Belgien protestiert gegen Rassismus, die Russen bleiben stehen
Doch über der Stimmung, die auch vor dem Stadion von Zenit Sankt Petersburg in den Stunden vor dem Spiel noch eine fröhliche war, hing dann vor dem Anpfiff ein Schleier der Ungewissheit ob der Geschehnisse in Dänemark. Ihre Gedanken seien bei Eriksen, das twitterten beide Verbände. Gespielt wurde dann trotzdem, selbst mit fröhlichem Vorprogramm, eine Frau am Stadion-DJ-Pult legte Bon Jovi auf. Und damit, dass sich beide Mannschaften in ihren Gedanken glichen, war es dann vor dem Anpfiff auch vorbei. Die Belgier knieten, wie es in diesen Tagen auch die Engländer, Schotten und Waliser tun, aus Protest gegen Rassismus. Im Stadion erklangen gellende Pfiffe aus Tausenden Kehlen. Die Russen blieben stehen.
Es war dann ein Spiel, das von Belgiens gar nicht mal ständig torgefährlicher, aber doch deutlicher Dominanz geprägt war. Auch ohne De Bruyne, der wegen seiner Gesichtsfraktur im Champions-League-Finale gar nicht erst Belgiens Teamquartier nahe Brüssel verlassen hatte, auch ohne den ebenfalls noch verletzten Dortmunder Axel Witsel und mit Eden Hazard zunächst auf der Bank.
Zwar wirkten die Russen zu Beginn bei manchen Gegenangriffen nicht ungefährlich: Es gab sie durchaus, die Situationen, in denen der Ball im Strafraum Dsjuba nahekam. Das Rufen der Menschen im Stadion wurde dann zu einem grellen Schreien, meist ebbte es aber schnell ab. Die beste Chance zum Ausgleich, Russlands einzige, vergab Mario Fernandes nach einer Ecke per Kopfball. Für variableres Angreifen, etwa schnelle Konter gegen Belgiens in die Jahre gekommen Abwehr, fehlte den Russen deutlich das Tempo.

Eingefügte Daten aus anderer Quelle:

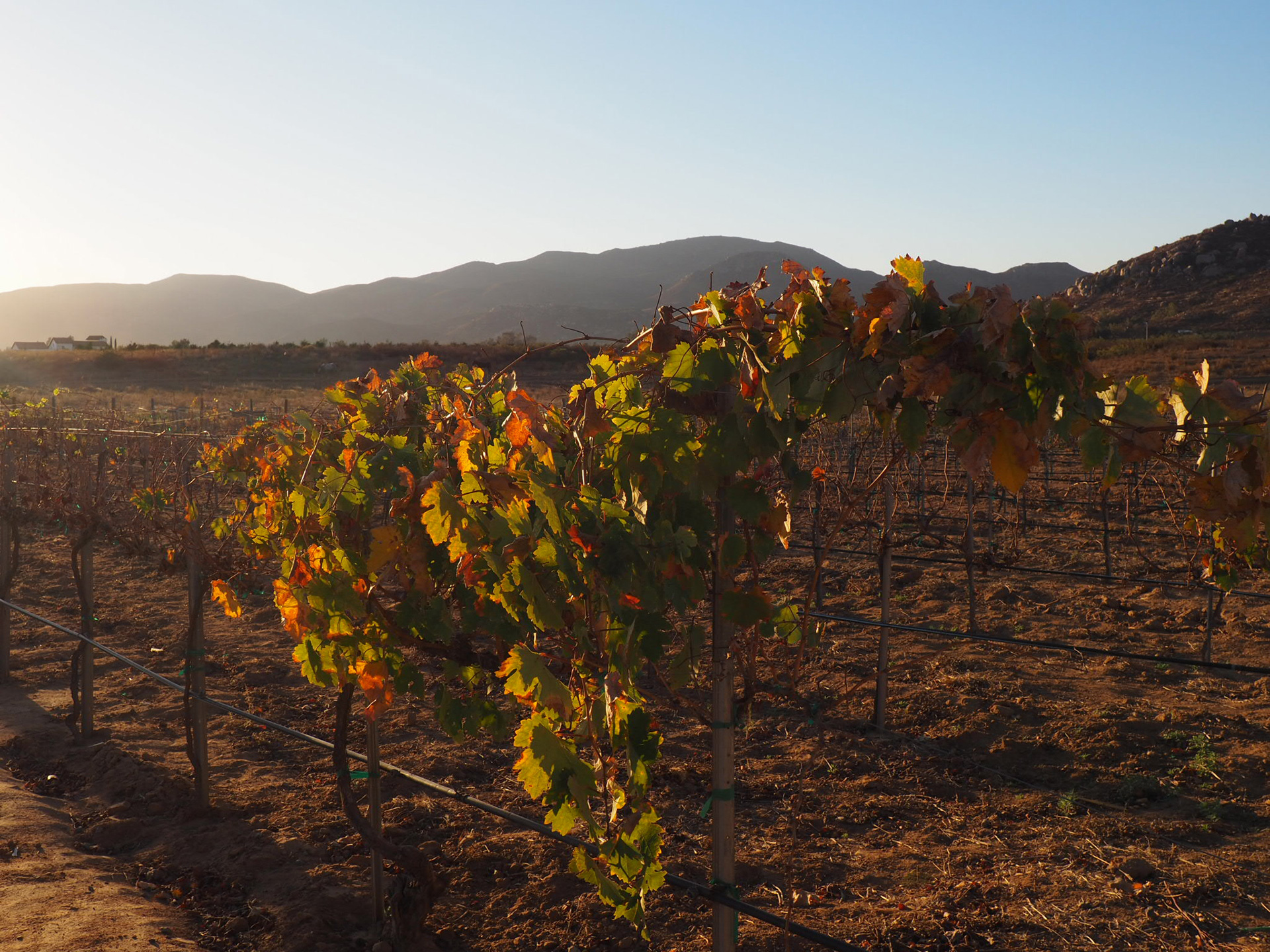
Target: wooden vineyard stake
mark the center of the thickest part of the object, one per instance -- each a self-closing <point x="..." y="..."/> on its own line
<point x="84" y="648"/>
<point x="1044" y="465"/>
<point x="1214" y="612"/>
<point x="196" y="664"/>
<point x="817" y="549"/>
<point x="723" y="823"/>
<point x="991" y="496"/>
<point x="376" y="814"/>
<point x="884" y="634"/>
<point x="1107" y="539"/>
<point x="969" y="549"/>
<point x="5" y="568"/>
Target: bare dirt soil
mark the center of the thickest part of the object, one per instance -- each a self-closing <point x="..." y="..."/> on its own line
<point x="1019" y="800"/>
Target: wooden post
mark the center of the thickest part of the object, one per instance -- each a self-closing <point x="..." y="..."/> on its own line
<point x="372" y="778"/>
<point x="196" y="663"/>
<point x="817" y="549"/>
<point x="884" y="634"/>
<point x="723" y="829"/>
<point x="1206" y="654"/>
<point x="85" y="649"/>
<point x="1044" y="463"/>
<point x="1107" y="539"/>
<point x="969" y="550"/>
<point x="991" y="514"/>
<point x="5" y="553"/>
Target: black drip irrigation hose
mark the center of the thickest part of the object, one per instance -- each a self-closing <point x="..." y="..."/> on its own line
<point x="441" y="790"/>
<point x="1039" y="643"/>
<point x="1061" y="573"/>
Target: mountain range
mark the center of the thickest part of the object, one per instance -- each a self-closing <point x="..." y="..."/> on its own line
<point x="1217" y="280"/>
<point x="606" y="295"/>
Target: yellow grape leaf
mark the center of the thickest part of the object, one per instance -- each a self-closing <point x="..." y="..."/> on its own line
<point x="385" y="545"/>
<point x="288" y="607"/>
<point x="464" y="456"/>
<point x="224" y="594"/>
<point x="912" y="270"/>
<point x="1013" y="455"/>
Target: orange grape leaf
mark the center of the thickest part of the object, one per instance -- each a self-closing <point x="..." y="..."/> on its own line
<point x="222" y="593"/>
<point x="912" y="270"/>
<point x="375" y="681"/>
<point x="385" y="545"/>
<point x="464" y="457"/>
<point x="519" y="429"/>
<point x="288" y="607"/>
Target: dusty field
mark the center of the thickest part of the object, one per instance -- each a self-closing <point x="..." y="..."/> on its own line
<point x="1021" y="800"/>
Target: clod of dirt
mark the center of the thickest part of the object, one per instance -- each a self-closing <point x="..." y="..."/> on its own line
<point x="114" y="834"/>
<point x="1138" y="869"/>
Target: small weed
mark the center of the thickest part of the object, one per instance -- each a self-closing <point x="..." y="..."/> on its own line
<point x="1202" y="761"/>
<point x="1140" y="786"/>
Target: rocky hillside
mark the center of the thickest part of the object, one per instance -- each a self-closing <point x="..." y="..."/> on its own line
<point x="1218" y="280"/>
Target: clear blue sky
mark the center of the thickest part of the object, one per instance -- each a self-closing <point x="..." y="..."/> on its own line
<point x="320" y="143"/>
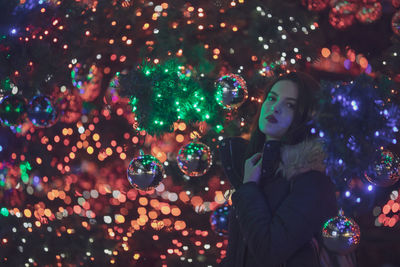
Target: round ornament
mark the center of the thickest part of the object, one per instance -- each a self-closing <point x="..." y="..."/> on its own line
<point x="341" y="234"/>
<point x="315" y="5"/>
<point x="396" y="23"/>
<point x="231" y="91"/>
<point x="41" y="111"/>
<point x="145" y="172"/>
<point x="340" y="21"/>
<point x="70" y="106"/>
<point x="369" y="13"/>
<point x="219" y="220"/>
<point x="13" y="110"/>
<point x="194" y="159"/>
<point x="112" y="95"/>
<point x="386" y="171"/>
<point x="87" y="79"/>
<point x="345" y="7"/>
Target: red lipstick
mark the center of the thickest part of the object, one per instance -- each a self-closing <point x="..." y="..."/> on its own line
<point x="272" y="119"/>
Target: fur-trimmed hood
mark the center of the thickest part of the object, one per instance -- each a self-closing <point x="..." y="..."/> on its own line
<point x="305" y="156"/>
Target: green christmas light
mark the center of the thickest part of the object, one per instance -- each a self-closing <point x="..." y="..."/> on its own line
<point x="24" y="168"/>
<point x="165" y="95"/>
<point x="4" y="211"/>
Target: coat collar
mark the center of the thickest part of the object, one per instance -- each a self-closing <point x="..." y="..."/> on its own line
<point x="303" y="157"/>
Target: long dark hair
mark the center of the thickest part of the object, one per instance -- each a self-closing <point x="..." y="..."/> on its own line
<point x="305" y="107"/>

Die Protagonisten des Abends sind Belgiens Offensivspieler
Stattdessen trafen die Belgier in der 34. Minute zum 2:0, ein Torwartfehler von Anton Schunin leitete das Tor ein, er boxte den Ball nach einer Hereingabe von Dortmunds Thorgan Hazard nach vorne, wo noch ein Dortmunder freistand und traf, Außenverteidiger Thomas Meunier. Er war früh eingewechselt worden für Timothy Castagne, nach einem heftigen Zusammenprall mit Daler Kusajew ging es für beide nicht mehr weiter. Castagne, der eine doppelte Fraktur im Gesicht erlitt, fällt für das Turnier aus, wie Trainer Roberto Martínez bestätigte.
Das Spiel blieb danach in manchen Szenen hart, Dsjuba rammte Jan Vertonghen um, auch Belgiens Kapitän war am Ende angeschlagen - und Russlands Kapitän kämpfte dann doch mehr, als zu spielen. Es wurde noch manchmal laut im Stadion, am Ende gab es La Ola, aber die Protagonisten des Abends blieben Belgiens Offensivspieler: Dries Mertens und Yannick Carrasco, die hie und da mit Dribblings zum Tor zogen; Eden Hazard, der für 20 Minuten ins Spiel kam. Und Lukaku natürlich, der Fixpunkt von jedem Angriff.
Sein Tor zum 3:0 kurz vor Schluss, nach einem Steilpass von Meunier, schoss er aus dem Sprint heraus. Sein Abschluss ins kurze Eck war mindestens so souverän wie beim 1:0. Und sein Jubel war diesmal eine Geste, die von seiner Klasse als Stürmer handelte: Er imitierte mit den Händen Pfeil und Bogen.